Mes chers amis, vraiment je ne vois pas trop la nécessité de fonder ce club. A quoi bon imiter nos papas quand les Tuileries ne nous ont réunis jusqu'ici que pour jouer?
HERMINIE, avec autorité.
Ma toute belle, c'est justement pour empêcher ces jeux de chevaux échappés que nous fondons «le Beau monde:» il vient ici un tas d'enfants qui déconsidèrent les Tuileries. Cela est choquant; cela ne peut durer.
CONSTANCE.
Parfaitement raisonné. Il est révoltant de coudoyer à chaque instant des enfants vêtus d'une façon misérable. Il ne doit venir ici que des personnes riches. Que les autres s'en aillent!

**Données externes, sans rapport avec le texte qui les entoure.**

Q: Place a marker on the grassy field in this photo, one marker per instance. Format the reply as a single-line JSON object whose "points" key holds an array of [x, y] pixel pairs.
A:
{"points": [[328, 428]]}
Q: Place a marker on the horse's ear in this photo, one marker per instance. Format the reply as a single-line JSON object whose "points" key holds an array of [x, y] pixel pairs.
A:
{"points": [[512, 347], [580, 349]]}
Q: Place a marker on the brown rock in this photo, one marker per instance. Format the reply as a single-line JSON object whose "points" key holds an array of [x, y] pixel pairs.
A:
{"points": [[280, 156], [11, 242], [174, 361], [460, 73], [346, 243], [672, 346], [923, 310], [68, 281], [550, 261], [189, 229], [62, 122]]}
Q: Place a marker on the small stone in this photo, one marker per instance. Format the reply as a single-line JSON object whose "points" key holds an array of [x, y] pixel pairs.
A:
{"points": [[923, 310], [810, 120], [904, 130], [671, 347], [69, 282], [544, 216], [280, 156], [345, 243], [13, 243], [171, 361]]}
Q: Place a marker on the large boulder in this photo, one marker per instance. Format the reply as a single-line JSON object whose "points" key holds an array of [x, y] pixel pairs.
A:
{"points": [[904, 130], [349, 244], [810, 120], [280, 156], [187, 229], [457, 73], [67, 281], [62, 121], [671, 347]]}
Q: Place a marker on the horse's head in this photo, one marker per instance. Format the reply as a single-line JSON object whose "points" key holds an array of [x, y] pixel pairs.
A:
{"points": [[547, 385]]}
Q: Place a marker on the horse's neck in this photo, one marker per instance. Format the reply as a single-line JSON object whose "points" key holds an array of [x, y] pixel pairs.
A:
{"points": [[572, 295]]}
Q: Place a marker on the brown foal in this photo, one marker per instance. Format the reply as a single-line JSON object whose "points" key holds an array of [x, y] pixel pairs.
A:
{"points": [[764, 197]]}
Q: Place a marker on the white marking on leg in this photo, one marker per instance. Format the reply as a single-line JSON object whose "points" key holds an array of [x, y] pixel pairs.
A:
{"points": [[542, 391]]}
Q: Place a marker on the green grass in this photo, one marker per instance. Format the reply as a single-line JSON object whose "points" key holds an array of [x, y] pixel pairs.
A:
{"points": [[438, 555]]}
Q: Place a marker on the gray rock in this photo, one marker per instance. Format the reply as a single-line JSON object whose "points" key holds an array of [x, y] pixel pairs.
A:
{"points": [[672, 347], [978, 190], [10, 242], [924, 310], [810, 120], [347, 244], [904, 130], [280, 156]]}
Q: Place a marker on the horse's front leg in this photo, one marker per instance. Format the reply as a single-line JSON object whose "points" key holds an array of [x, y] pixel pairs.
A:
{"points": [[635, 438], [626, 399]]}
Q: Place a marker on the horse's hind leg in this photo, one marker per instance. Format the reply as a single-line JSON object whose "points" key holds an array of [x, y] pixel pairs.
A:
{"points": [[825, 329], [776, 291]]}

Dans ce moment, Jordan et son frère arrivèrent, entraînant Julien, qui semblait se laisser faire de très-mauvaise grâce; mais de même qu'Irène le respect humain, la fausse honte, l'empêchaient de dire sa pensée et de rompre avec les faux amis qui formaient le nouveau Club.
JORDAN.
Là, à présent, nous voici au complet.--Je vais lire notre règlement. Mesdemoiselles et Messieurs, voulez-vous?